Athens desperately needs the maneuvering room that visible European support would provide by driving off the speculators and letting Papandreou's government focus on domestic restructuring. That needn't cost wary German, Dutch or French governments and their taxpayers billions; to the contrary, Berlin, Amsterdam and Paris could snuff out, at quite low cost, the smoldering coals before the real fire breaks out, and with very little risk. Europe could, for example, put up no money and simply offer to guarantee Greek bonds, much as the FDIC raised its guarantees to US banks and then extended them to money market funds after Lehman collapsed in 2008. European governments--with deep pockets and long time horizons--could also help by buying some of the bonds and encouraging public and private banks to do likewise. The $15 billion in EU development funds Greece is eligible to receive could be expedited and expanded, with no new burden on Europe's taxpayers.
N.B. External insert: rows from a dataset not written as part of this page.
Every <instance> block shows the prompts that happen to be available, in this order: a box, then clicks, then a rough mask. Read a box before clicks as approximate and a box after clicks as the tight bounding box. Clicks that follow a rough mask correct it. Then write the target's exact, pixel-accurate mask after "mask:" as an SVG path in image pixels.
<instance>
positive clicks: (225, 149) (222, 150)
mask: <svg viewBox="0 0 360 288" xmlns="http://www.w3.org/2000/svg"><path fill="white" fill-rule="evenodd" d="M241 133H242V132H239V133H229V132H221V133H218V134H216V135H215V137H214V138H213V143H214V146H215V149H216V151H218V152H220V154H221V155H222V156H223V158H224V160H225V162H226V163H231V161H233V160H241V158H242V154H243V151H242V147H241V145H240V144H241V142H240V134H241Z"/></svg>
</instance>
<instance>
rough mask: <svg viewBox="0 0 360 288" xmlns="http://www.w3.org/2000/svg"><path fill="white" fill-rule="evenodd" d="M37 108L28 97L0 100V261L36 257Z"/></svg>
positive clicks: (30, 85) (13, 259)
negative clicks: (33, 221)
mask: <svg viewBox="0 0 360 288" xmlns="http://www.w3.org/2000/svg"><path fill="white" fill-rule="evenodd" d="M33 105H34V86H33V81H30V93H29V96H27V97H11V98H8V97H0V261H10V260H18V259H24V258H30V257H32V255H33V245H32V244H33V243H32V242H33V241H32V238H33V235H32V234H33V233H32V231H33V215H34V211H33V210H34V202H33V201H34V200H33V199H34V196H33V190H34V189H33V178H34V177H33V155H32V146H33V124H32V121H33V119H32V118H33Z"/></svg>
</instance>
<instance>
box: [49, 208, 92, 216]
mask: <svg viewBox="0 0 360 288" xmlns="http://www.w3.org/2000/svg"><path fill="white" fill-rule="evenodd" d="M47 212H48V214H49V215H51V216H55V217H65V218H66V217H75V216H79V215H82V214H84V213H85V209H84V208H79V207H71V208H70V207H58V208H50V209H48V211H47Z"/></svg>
The price of not acting now is high--and not just for Greece. For Europe it means a fiscal and credit domino effect among weakened EU economies, driving borrowing costs even higher for the prudent and profligate alike. For America, a weakened euro--which has already fallen almost 10 percent against the dollar over the past three months--means a rising dollar. That, in turn, means a rising US trade deficit--not the best strategy for helping America escape its own crisis, let alone meet President Obama's dreamy goal of doubling US exports in the next five years.

The scale of what's happening has suddenly dawned on even the most conservative European skeptics. Ambrose Evans-Pritchard, the influential English financial columnist, stopped his long diatribe against Greece's fiscal policies and called for European aid. The Economist's Athens correspondent, who's been no less relentless, has also suddenly switched views, while the Financial Times, after excoriating the Papandreou government for not making cuts so deep they would guarantee a depression, suddenly has awakened to the dangerous game that traders are playing and the risks it poses for everyone.

With so many at last realizing just what Greeks bearing a bitter gift of sovereign default could ultimately do to us all, there's still reason to hope that we may not yet be facing Global Financial Crisis 2.0.